Iran’s currency has lost more than two thirds of its value this year.The rial hit 149,000 to the U.S. dollar on the black market used for most transactions, down from around 43,000 at the start of 2018. That has sent prices skyrocketing for everything from daily goods to cars thus making living costs increase sharply while the threat of financial punishment from the United States has prompted many foreign companies to pull out of Iran or stay away.

The financial rating service, Fitch, predicted that Iran’s economy would grow only 1.8 percent this year and contract 4.3 per cent next year. This will likely cause further unrest among ordinary Iranian people. Trump hopes that the new sanctions will also drive ordinary Iranians to increase pressure on the central government to redirect wealth from foreign interference to domestic spending. 
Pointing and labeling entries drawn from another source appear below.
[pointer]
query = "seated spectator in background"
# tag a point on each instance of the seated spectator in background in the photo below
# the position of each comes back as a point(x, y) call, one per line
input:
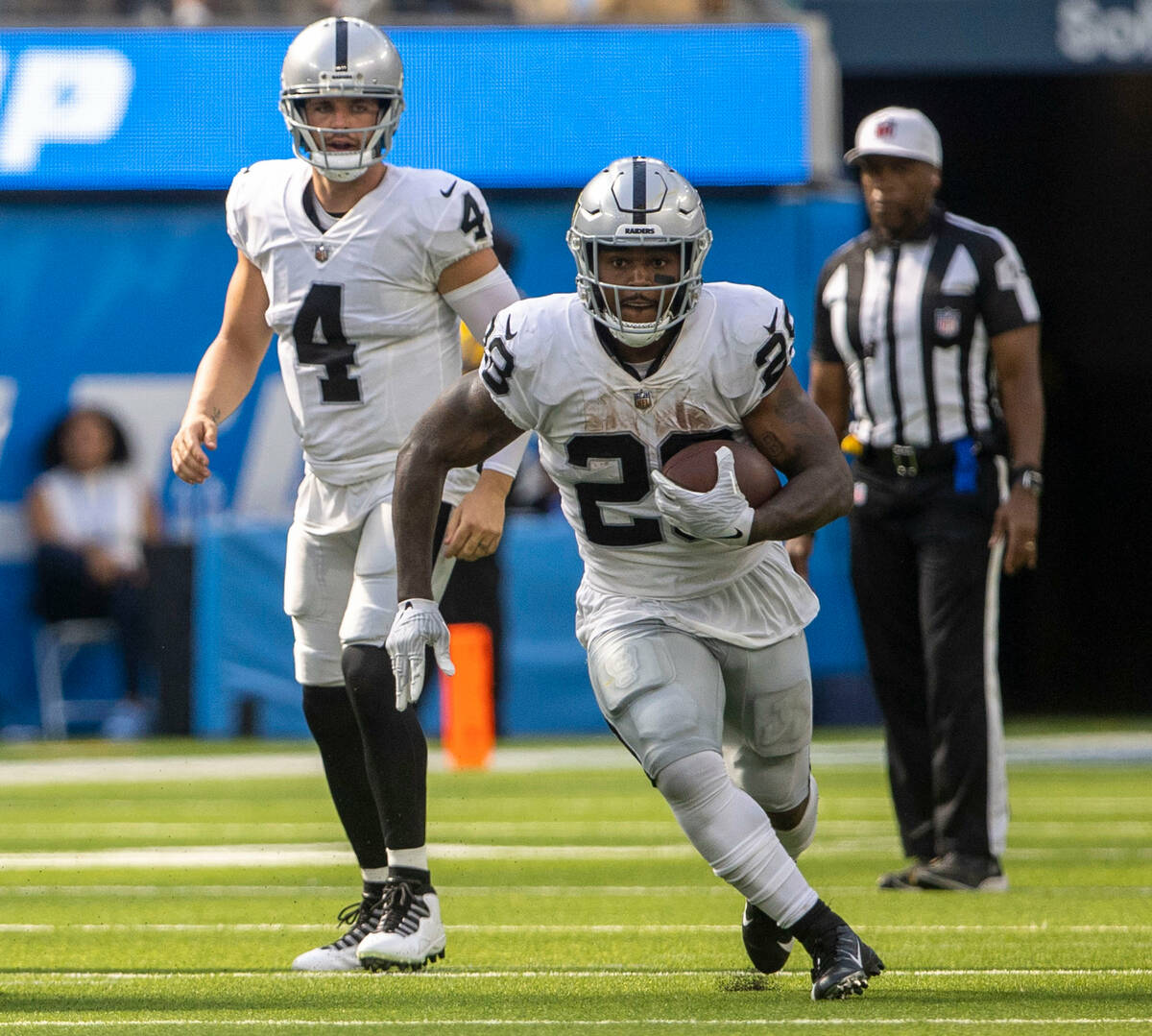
point(90, 518)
“After our sanctions come in force,” Secretary of State Mike Pompeo said in May at the Heritage Foundation, a right-leaning Washington think tank, “Iran will be forced to make a choice: either fight to keep its economy off life support at home or squander precious wealth on fights abroad. It will not have the resources to do both.Second, I will work closely with the Department of Defense and our regional allies to deter Iranian aggression. We will ensure freedom of navigation on the waters in the region. We will work to prevent and counteract any Iranian malign cyber activity. We will track down Iranian operatives and their Hezballah proxies operating around the world and we will crush them. Iran will never again have carte blanche to dominate the Middle East.”

Six months after the July 2015 deal, the sanctions came off and money began flowing again, and $16 billion went to regional proxies, according to a senior State Department official. The new round of protests over Iran’s economic woes poses a challenge to Rouhani’s government, which was twice elected on the promise that a nuclear deal would result in integrating the country into the global economy. Although in its cost-benefit calculations, Iran sees the security benefits of its ties to various non-state actors as exceeding their economic costs, there are more signs the Iranian people are growing weary of their government’s foreign military intervention.